O dólar encerrou o mês de julho com uma queda expressiva de 1,82%, mas apresentou uma leve alta de 0,13% nesta sexta-feira (31), fechando a R$ 5,069. A valorização diária foi influenciada pela busca dos investidores por segurança diante das crescentes tensões no Oriente Médio e pelo fortalecimento da moeda americana no cenário internacional. Apesar das incertezas pontuais, a tendência mensal foi de desvalorização para o dólar, impulsionada por fatores internos e externos favoráveis ao real. Conforme divulgado pelo g1, essa dinâmica reflete um cenário complexo nos mercados financeiros globais.

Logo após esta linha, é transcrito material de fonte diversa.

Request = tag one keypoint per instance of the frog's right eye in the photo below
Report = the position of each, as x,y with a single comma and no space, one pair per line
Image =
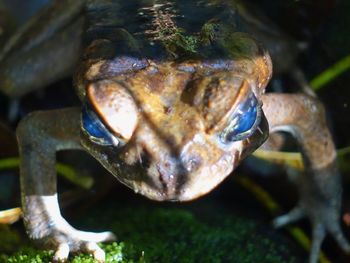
96,130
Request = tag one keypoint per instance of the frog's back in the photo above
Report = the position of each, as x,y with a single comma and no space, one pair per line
123,37
157,29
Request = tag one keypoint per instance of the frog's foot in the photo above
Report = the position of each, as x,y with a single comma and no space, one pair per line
64,239
324,220
78,241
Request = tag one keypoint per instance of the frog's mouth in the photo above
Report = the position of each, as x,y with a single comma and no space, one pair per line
190,149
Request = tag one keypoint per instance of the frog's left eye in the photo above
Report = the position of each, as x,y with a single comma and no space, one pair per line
96,130
244,121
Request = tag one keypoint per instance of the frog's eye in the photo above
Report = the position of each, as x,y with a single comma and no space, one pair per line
244,121
96,130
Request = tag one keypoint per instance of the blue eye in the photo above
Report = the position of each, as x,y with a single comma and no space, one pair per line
96,130
243,122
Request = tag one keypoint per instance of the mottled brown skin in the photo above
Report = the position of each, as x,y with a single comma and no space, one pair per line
167,114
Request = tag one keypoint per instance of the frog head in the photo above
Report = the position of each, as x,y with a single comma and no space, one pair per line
173,131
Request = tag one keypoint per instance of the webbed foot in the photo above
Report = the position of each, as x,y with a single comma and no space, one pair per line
64,240
322,207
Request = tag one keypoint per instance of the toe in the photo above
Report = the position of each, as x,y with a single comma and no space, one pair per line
96,251
95,237
337,234
318,235
62,253
294,215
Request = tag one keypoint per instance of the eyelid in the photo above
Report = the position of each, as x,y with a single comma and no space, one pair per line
96,130
242,132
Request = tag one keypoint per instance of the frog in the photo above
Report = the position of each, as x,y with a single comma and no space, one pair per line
172,100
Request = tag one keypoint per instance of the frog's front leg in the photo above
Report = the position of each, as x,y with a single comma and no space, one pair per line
320,188
40,136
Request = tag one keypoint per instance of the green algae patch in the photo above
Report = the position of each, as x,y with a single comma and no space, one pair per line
167,234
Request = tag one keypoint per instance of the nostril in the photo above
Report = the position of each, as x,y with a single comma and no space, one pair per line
145,160
193,163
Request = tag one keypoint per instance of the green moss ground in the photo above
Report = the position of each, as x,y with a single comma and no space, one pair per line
158,233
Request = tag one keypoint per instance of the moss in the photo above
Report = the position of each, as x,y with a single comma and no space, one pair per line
163,234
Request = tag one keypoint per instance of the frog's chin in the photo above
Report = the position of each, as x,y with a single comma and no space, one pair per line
190,187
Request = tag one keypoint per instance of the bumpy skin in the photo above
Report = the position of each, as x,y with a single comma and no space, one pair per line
165,84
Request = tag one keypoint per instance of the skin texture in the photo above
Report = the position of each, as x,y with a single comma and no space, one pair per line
166,86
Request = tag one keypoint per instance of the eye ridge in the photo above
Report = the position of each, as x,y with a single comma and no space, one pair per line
244,121
97,131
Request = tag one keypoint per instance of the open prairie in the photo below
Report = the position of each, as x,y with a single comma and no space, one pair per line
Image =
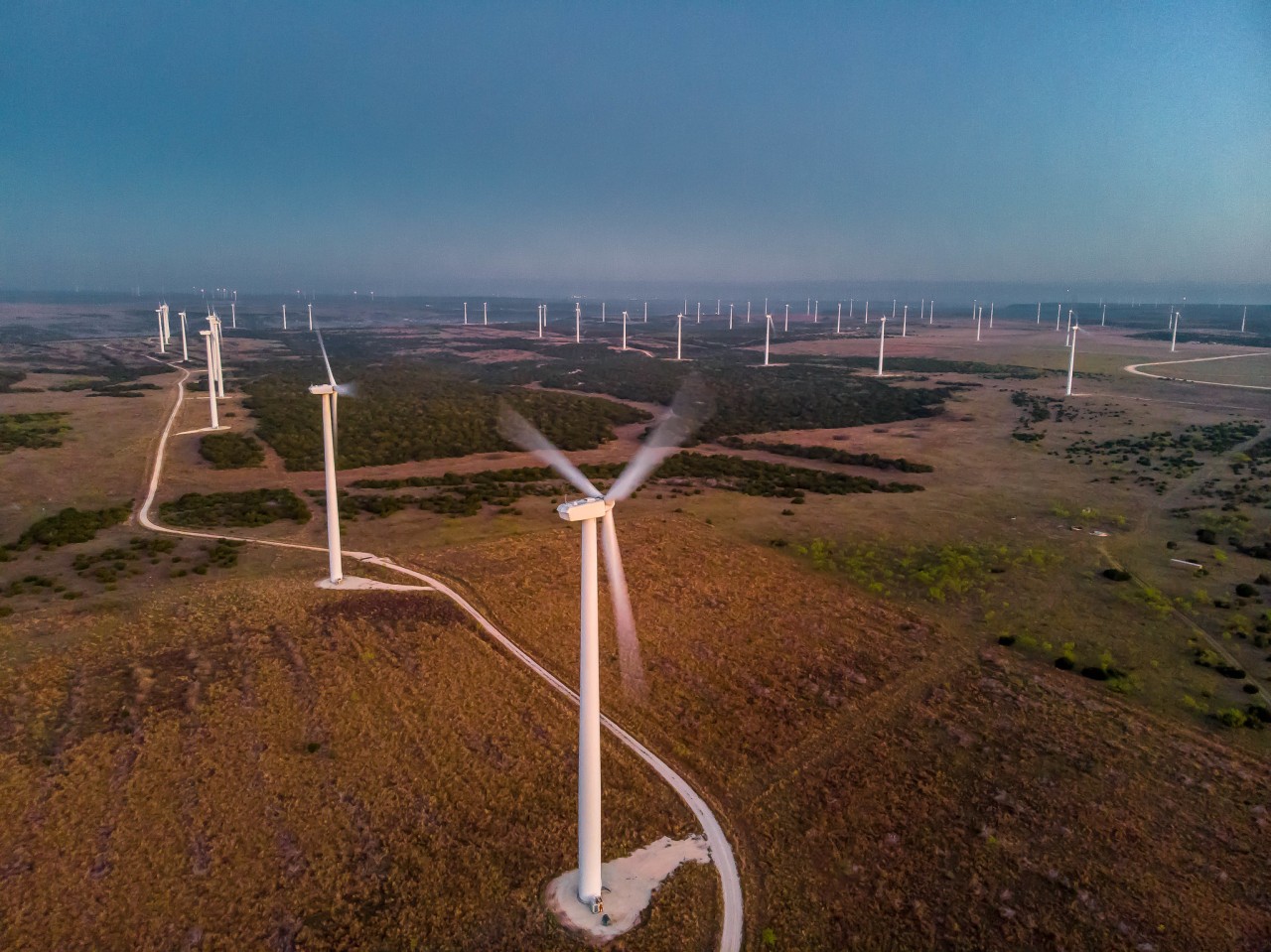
924,642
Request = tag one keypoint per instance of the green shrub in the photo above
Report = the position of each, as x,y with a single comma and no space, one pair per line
231,452
69,526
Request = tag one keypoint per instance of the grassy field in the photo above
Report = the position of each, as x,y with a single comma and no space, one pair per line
865,687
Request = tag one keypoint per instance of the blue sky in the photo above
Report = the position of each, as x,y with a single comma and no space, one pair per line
430,146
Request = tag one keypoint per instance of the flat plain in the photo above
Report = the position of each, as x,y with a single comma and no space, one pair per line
925,719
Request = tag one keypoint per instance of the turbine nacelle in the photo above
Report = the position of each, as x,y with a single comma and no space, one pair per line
582,510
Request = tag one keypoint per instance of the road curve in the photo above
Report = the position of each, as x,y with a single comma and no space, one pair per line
1134,368
721,852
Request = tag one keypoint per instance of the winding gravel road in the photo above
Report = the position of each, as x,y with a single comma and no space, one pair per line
721,852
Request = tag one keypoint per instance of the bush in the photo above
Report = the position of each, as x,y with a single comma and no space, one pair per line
69,526
1231,717
231,452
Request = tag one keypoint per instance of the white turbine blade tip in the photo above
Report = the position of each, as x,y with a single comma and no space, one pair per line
625,621
517,430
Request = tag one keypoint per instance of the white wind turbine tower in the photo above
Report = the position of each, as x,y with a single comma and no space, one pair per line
593,510
1071,361
212,377
330,393
882,339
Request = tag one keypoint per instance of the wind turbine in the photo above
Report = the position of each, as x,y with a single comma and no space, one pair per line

Dólar recua em julho com apetite por risco e fluxo cambial
Apesar da pequena alta registrada no último dia de julho, o dólar fechou o mês com uma desvalorização acumulada de 1,82%. Essa performance positiva para o real foi sustentada por uma combinação de fatores, incluindo a valorização expressiva do petróleo, da qual o Brasil é um grande exportador. Além disso, o fluxo de investimento estrangeiro para o país e os juros brasileiros elevados, que continuam a atrair capital para operações de carry trade, também contribuíram para a força da moeda nacional. O Campo Grande NEWS checou que esses elementos criaram um ambiente favorável para a apreciação do real frente ao dólar ao longo do período.
Ibovespa encerra julho em alta interrompendo sequência negativa
Na bolsa brasileira, o Ibovespa mostrou resiliência, fechando em alta de 0,47% nesta sexta-feira, aos 177.999 pontos, o maior patamar desde maio. O índice acumulou um ganho de 3,47% em julho, interrompendo uma sequência de quatro meses consecutivos de perdas. Essa recuperação no mercado acionário brasileiro ocorreu mesmo diante de um problema técnico que atrasou em mais de duas horas a abertura dos pregões da B3. A bolsa informou que a falha se originou em um componente tecnológico da infraestrutura de pós-negociação, sem indícios de ataques cibernéticos. Conforme o Campo Grande NEWS checou, o mercado conseguiu recuperar o ritmo e fechar a sessão em território positivo.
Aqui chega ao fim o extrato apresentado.